“Estoy emocionado” dijo mi hijo de casi cuatro años de edad sentado en la silla del avión.
Una visita programada con anterioridad a Colombia era la causa de ese noble sentimiento. Serían quince días distribuidos entre citas médicas, familia y amigos.
Lo tomé de la mano al despegar y al mirarlo una gran sonrisa se dibujó lentamente en su rostro. Mi alma también sonrió. Estaba exhausta de la rutina, de las actividades propias del hogar, de la soledad y la humedad. Necesitaba ver la montaña de nuevo.
Hace un año y seis meses exactamente nos mudamos con mi esposo a Florida. Vendimos el carro, los muebles, los recuerdos, dejamos dos perras en buenas manos, varios familiares y grandes amigos. ¿La razón? La familia es la primera en la lista de prioridades y a mi suegra, quien ahora brilla fuerte en el cielo, le quedaban algunos meses de vida.
Llegamos con cuatro cajas, ocho maletas, un chiquitín que empezaba a dejar el pañal, la visa de trabajo de mi esposo y la mía de acompañante (siempre he dicho que vine como parte del trasteo). Mi estatus en este país no me permite trabajar aún, y por ende me he dedicado durante este tiempo a vivir el sueño americano: ¡vivo con sueño por cocinar, lavar, planchar, limpiar, conducir! actividades que no realizaba en Bogotá porque siempre tuve quien me ayudara para dedicarme a otras cosas y que aquí se salen del presupuesto.
“Tripulación iniciamos el descenso” dijo el primer oficial del vuelo AV127. El verde de la cordillera se asomó por la ventana y mis ojos empezaron a brillar de nuevo.
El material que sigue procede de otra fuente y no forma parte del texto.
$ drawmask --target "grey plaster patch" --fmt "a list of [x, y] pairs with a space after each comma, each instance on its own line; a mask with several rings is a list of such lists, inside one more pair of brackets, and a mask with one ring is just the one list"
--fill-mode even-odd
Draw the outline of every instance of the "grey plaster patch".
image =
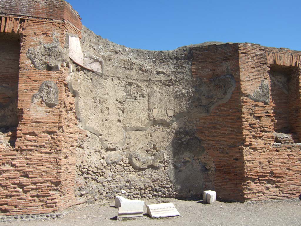
[[34, 67], [39, 70], [59, 71], [61, 64], [65, 61], [64, 49], [55, 34], [52, 42], [41, 43], [36, 48], [29, 49], [26, 55]]
[[164, 154], [162, 152], [151, 155], [135, 152], [130, 154], [129, 162], [134, 169], [145, 169], [149, 167], [159, 166], [160, 162], [164, 159]]
[[228, 102], [235, 87], [235, 80], [231, 74], [209, 80], [200, 78], [195, 82], [191, 113], [198, 117], [209, 115], [215, 107]]
[[268, 81], [265, 79], [262, 80], [258, 88], [254, 91], [253, 94], [249, 95], [248, 97], [254, 101], [263, 102], [265, 104], [269, 103], [270, 94]]
[[38, 93], [34, 94], [31, 102], [34, 103], [42, 100], [49, 108], [53, 108], [58, 104], [58, 89], [56, 84], [51, 81], [43, 82]]

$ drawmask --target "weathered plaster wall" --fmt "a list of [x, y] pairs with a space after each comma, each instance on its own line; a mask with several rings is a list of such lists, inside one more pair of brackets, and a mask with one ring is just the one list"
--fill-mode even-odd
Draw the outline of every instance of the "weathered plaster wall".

Ya éramos dos los emocionados. Con velocidad nos bajamos del avión, pasamos inmigración y salimos a ponerle el pecho con firmeza al frío de los 2.600 metros más cerca de las estrellas. Nos esperaba un gran amigo que nos hospedaría en su casa por las siguientes dos semanas. Recuerden que cuatro días es visita, de ahí para adelante… ¡es convivencia!.
Sabia fue la decisión de pedirle posada a él y su esposa. Además de ser personas con el espíritu tranquilo, tienen dos hijos pequeños. Entienden que un niño se levanta temprano así los vinos nos hayan alcanzado en la madrugada, saben que la sala puede convertirse en un campo minado de carritos, dinosaurios y juguetes perdidos. Conocen a la perfección que cuando se cansan lloran y cuando no también. Comprenden que la dinámica de una familia es diferente con la presencia de los pequeños y si hay confianza suficiente, la visita se atiende sola.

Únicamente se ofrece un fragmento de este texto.